Posted on Sun, Mar. 30, 2003 story:PUB_DESC
Kurdish leader urges TV cutoff in Iraq

Inquirer Staff Writer

A senior Kurdish military leader is urging that U.S. forces quickly eliminate the Iraqi government's ability to broadcast on television.

He said yesterday that the broadcasts were instilling doubts among Iraqi commanders about whether they should surrender.

"Psychology is 50 percent of the battle," said Lt. Col. Wagih Barzani, commander of the First Army Special Forces of the Kurdistan Democratic Party. "When the Iraqis see pictures of a downed American helicopter, the Iraqis believe Saddam is still in control."

Despite U.S. bombing of the Information Ministry building in Baghdad, the BBC reported yesterday that television programming is being broadcast in the capital.

Barzani, 33, the younger brother of KDP leader Massoud Barzani, said the Iraqi regime had always managed to find ways to broadcast.

"They have many local stations," he said.

Yesterday, Barzani visited the KDP installation that is housing large portions of the 173d Airborne Brigade, which parachuted into northern Iraq on Wednesday night.

"Anything the Americans need, we are ready to provide," he said, and promptly offered a meal of rice, bread and fish. His men have been providing U.S. soldiers, who are living on packaged military meals, with bread and soup each morning.

With its air base here deemed secure, the bulk of the 173d Airborne Brigade moved several miles away on Friday to a former Iraqi military facility now held by Kurdish forces.
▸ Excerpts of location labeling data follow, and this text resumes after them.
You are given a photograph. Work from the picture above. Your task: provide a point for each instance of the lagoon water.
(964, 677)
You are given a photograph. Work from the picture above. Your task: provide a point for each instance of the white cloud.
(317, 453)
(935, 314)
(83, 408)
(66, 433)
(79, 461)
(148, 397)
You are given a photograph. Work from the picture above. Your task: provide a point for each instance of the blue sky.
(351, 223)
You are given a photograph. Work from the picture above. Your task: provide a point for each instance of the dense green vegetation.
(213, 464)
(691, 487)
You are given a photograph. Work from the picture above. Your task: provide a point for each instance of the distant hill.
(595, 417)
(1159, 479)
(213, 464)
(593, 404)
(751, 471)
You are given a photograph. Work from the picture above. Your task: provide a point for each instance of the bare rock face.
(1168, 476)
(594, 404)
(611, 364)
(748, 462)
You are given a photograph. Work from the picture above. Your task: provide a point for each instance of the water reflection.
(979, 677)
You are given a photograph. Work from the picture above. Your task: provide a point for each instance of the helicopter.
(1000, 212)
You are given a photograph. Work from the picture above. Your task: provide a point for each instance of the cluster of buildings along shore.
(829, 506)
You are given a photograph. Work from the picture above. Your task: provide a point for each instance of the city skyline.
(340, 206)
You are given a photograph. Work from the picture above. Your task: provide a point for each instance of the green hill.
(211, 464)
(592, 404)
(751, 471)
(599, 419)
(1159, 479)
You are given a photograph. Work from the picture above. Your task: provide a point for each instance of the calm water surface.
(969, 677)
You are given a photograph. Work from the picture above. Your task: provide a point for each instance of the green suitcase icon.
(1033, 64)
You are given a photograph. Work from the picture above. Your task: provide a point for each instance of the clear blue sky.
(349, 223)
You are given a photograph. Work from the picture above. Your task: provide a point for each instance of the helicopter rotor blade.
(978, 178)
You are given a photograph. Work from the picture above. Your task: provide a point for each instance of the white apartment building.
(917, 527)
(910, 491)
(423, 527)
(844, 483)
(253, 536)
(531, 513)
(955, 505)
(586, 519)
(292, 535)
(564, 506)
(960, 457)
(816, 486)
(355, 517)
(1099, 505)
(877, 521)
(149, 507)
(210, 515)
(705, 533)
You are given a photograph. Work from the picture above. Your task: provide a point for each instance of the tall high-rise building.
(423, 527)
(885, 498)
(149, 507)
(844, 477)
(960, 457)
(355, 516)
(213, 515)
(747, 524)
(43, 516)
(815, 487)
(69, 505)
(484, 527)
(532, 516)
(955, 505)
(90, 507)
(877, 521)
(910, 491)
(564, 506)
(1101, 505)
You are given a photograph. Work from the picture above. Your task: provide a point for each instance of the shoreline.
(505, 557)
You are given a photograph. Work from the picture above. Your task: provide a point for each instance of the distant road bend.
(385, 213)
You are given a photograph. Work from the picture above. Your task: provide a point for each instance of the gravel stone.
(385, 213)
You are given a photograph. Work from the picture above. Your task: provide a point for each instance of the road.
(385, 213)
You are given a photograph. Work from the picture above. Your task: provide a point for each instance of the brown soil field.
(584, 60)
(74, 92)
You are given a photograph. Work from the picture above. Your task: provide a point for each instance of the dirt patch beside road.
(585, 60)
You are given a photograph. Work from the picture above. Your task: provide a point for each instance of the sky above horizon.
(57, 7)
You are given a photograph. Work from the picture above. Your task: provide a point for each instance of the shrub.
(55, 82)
There, U.S. paratroopers mingled with hundreds of smiling peshmergas - Kurdish fighters - and bedded down indoors after two cold, rainy nights outdoors.

The ground at Bashur air field, where 1,000 troops parachuted Wednesday night, was too muddy to set up a base of operations, said the brigade commander, Col. William Mayville.

"This allows us to dry off, get fed, and clean our weapons," he said before a convoy of trucks carrying troops moved out of the airfield toward the facility.

They left behind dozens of soldiers, however, camped in the valley surrounding the airfield and dealing with chilly nighttime temperatures, periodic rain, and all-consuming mud.

Barzani said KDP forces, which he numbered around 70,000, were ready to help the Americans fight the Iraqi army in the north, including in the oil-rich regions around Mosul and Kirkuk.

He said he thought Iraqi army commanders in those cities were ready to surrender as soon as they could be sure that Saddam Hussein's regime was over.

"If you encircle Baghdad, then you get Mosul and Kirkuk in one week," he said.

If that prediction proves faulty, it's not clear how U.S. forces would take those cities. Some tanks and armored vehicles can be flown into the 173d's airfield at Bashur, but probably not enough to take a large city, U.S. officers say.

The world's 20 million Kurds - who are spread over Iraq, Syria, Iran and Turkey - have long aspired to their own nation. That has led the governments of those countries, particularly Turkey and Iraq, to deal harshly with their Kurdish populations.

But the younger Barzani said yesterday what exiled Kurdish leaders have said for months: Iraq's Kurds would be satisfied with a parliamentary democracy under a federation that provided for Kurdish autonomy and self-governance.

Asked who would control the high-producing oil fields in Iraqi Kurdistan, he said, "the central government."

Barzani also warned that if Turkish forces moved into northern Iraq in significant numbers, "we will fight them."